Peter Marton, deputy superintendent of virtual currency at the New York State Department of Financial Services, will step down from his job effective Sept. 29, according to an internal memo seen by FOX Business.
The memo and Marton’s departure haven’t been publicly reported. In it, the department’s superintendent, Adrienne Harris, said Marton will pursue opportunities in the private sector.
Harris commended Marton for helping to build “the largest and most talented team of virtual currency regulators in the nation.” Before taking the state job, Marton worked at a financial subsidiary of IBM as its director of digital assets.
According to his LinkedIn profile, Marton has held the position of deputy superintendent for virtual currency for almost two years, during which time he oversaw major policy decisions on digital assets and blockchain technology. A press official for the department had no immediate comment.
As the $1 trillion crypto market exploded in popularity among small investors in recent years, Marton’s agency has become known as one of the most powerful cryptocurrency regulators in the country. All crypto companies operating in New York state must apply and qualify for a so-called “BitLicense,” a type of permit for virtual currency providers.
According to the duties listed for Marton’s position, he was responsible for the overall management of the BitLicense applications process, examinations and ongoing supervision of BitLicensees.
The BitLicenses give the state agency oversight over a wide range of crypto organizations, including crypto exchanges and others that issue new cryptocurrency. Many in the industry have criticized the permits for being too strict and difficult to acquire.
Under Harris and Marton, the agency has approved only six BitLicenses in the past year. It’s also handed down a handful of crypto enforcement actions, including against companies like Coinbase and Robinhood for violating anti-money laundering laws. Coinbase settled with the department in January, paying a $100 million fine; Robinhood paid a $30 million fine in August 2022.

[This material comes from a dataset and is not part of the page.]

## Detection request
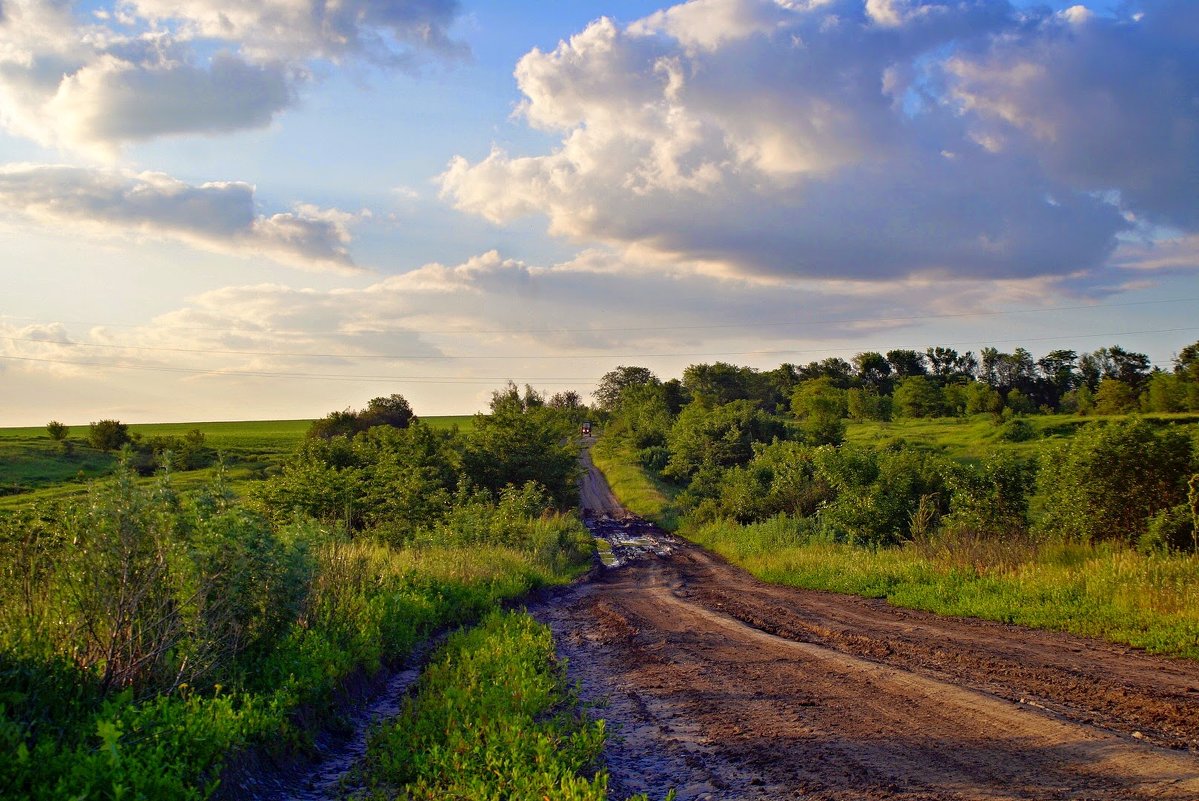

In March, the regulator took possession of now-defunct Signature Bank, located in New York City and known for being a crypto-friendly institution that collapsed alongside Silvergate and Silicon Valley banks during the regional banking crisis earlier in the year.
The Financial Services Department is advertising Marton’s position on its website with an application deadline of Oct. 9. It is listed as a full-time job with an annual salary range of $162,868 to $201,711.